"The United States is the greatest purveyor of violence in the world today."
Martin Luther King Jr, April 4, 1967
After Martin Luther King Jr gave his "Beyond Vietnam" speech in New York's Riverside Church, Time magazine called it "demagogic slander" and the Washington Post claimed King had "diminished his usefulness to his cause, his country, his people."
Forty years later, with a black man as president, we may have learned greater tolerance towards racial differences, but we are tragically far from tolerance of differing opinions.
This parochial addiction infects every possible aspect of American life from our literature to our entertainment, our government and our media. It distorts the electoral process and is consequentially the single largest threat to American democracy.
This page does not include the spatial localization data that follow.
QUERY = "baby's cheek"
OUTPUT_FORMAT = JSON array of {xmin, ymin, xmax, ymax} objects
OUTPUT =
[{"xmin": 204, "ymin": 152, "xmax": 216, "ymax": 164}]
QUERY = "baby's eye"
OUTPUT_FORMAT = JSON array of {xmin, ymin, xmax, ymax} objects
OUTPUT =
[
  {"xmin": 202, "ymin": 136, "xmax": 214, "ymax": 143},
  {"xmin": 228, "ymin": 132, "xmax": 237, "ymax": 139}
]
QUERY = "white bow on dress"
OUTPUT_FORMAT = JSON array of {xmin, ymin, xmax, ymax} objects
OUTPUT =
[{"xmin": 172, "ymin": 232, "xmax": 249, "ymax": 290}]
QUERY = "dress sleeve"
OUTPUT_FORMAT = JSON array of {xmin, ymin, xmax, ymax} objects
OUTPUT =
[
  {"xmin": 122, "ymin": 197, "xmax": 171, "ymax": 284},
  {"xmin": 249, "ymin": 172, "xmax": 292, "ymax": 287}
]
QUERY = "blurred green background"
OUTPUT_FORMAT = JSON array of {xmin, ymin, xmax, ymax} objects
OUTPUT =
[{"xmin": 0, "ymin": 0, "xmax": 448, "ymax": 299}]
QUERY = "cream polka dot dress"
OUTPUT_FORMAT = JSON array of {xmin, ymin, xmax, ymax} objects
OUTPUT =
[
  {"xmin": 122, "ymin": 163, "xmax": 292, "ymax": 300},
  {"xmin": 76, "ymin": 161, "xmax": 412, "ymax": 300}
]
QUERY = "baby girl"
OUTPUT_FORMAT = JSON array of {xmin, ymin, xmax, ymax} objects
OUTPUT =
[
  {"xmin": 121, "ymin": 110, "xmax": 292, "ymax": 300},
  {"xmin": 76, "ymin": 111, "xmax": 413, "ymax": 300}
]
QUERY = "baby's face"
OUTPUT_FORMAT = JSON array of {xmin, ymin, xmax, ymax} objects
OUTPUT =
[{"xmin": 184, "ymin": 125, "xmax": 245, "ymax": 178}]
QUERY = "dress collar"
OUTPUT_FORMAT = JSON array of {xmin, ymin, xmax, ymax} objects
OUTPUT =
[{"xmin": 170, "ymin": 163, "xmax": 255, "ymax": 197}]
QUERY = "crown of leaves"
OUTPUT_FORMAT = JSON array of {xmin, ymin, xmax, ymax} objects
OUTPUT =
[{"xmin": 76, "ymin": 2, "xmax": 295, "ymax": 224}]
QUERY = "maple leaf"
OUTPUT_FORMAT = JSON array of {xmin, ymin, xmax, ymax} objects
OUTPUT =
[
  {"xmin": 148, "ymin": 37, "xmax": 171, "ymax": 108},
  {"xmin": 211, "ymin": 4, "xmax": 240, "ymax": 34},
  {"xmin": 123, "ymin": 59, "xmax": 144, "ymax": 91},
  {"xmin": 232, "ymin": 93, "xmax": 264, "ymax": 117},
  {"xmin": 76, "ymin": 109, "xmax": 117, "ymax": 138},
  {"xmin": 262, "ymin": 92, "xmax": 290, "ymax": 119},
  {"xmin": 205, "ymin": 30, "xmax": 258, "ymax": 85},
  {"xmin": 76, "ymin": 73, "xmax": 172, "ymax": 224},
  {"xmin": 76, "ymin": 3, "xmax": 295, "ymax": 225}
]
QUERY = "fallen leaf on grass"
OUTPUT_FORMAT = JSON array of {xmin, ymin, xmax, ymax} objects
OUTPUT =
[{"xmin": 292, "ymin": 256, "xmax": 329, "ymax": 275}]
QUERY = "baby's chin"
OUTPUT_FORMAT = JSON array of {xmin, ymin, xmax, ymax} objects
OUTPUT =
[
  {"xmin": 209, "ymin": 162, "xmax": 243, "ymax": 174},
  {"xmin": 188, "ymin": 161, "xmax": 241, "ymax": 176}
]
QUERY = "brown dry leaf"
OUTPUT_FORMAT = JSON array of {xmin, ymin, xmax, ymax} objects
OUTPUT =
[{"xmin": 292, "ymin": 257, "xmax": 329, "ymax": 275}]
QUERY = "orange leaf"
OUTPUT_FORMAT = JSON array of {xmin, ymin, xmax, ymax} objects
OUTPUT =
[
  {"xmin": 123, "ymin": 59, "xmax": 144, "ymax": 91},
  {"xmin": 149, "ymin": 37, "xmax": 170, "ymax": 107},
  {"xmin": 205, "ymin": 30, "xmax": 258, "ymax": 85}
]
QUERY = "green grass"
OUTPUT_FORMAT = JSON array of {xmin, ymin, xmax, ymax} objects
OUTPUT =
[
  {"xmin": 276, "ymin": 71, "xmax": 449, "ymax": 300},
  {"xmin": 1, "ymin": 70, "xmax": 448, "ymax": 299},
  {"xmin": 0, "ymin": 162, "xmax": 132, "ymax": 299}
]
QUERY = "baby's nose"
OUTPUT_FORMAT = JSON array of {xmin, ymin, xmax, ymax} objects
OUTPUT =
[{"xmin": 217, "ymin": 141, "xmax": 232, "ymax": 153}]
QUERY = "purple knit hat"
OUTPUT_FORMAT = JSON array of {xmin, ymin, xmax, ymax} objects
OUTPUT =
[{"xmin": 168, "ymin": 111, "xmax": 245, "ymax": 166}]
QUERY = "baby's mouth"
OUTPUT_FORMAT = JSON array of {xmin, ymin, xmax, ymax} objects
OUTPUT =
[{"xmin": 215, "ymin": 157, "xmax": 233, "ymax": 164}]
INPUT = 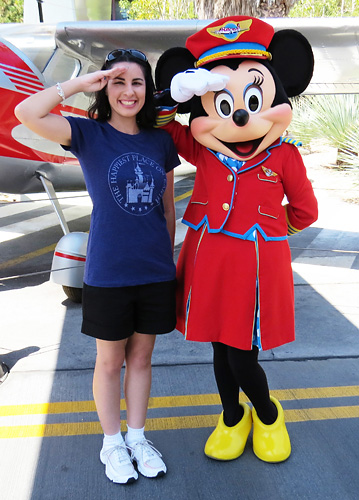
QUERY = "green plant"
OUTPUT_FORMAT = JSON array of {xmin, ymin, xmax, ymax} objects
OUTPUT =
[
  {"xmin": 119, "ymin": 0, "xmax": 196, "ymax": 20},
  {"xmin": 337, "ymin": 127, "xmax": 359, "ymax": 170},
  {"xmin": 289, "ymin": 0, "xmax": 359, "ymax": 17},
  {"xmin": 288, "ymin": 94, "xmax": 359, "ymax": 172},
  {"xmin": 0, "ymin": 0, "xmax": 23, "ymax": 23}
]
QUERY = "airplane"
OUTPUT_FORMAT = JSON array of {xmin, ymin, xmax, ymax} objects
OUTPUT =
[{"xmin": 1, "ymin": 17, "xmax": 359, "ymax": 301}]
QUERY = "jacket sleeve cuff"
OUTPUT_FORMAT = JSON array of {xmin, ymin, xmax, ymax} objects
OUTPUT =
[
  {"xmin": 155, "ymin": 106, "xmax": 178, "ymax": 128},
  {"xmin": 285, "ymin": 206, "xmax": 302, "ymax": 236}
]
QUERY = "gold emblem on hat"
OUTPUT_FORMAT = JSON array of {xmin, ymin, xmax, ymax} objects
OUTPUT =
[{"xmin": 207, "ymin": 19, "xmax": 252, "ymax": 41}]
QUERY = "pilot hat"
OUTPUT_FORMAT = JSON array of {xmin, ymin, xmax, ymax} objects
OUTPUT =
[{"xmin": 186, "ymin": 16, "xmax": 275, "ymax": 68}]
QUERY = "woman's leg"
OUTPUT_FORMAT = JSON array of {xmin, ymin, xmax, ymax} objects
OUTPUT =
[
  {"xmin": 94, "ymin": 338, "xmax": 139, "ymax": 484},
  {"xmin": 93, "ymin": 338, "xmax": 127, "ymax": 435},
  {"xmin": 93, "ymin": 334, "xmax": 156, "ymax": 433},
  {"xmin": 123, "ymin": 332, "xmax": 156, "ymax": 428},
  {"xmin": 123, "ymin": 333, "xmax": 166, "ymax": 478}
]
Out inclination to blame notwithstanding, there is no one scapegoat at which we can direct our damning finger- the media and our government are really only reflections of ourselves. They may be distorted, but the origin of their perversion is the same just as our partisan ridicule is largely a reaction to what we see and hear in our news and from our government.
And so on this celebration of Martin Luther King's legacy, I'm challenging myself to listen to people that I might normally shut my ears to. Listening is the only way we can begin to understand each other, and if we fail to understand each other we defer to our innate urge to fear that which we do not understand. It is this fear that is at the heart of discrimination and this fear that only tolerance and tolerance alone can overcome. Instead of judging people by the creed of their politics, let us instead judge them by the content of their character.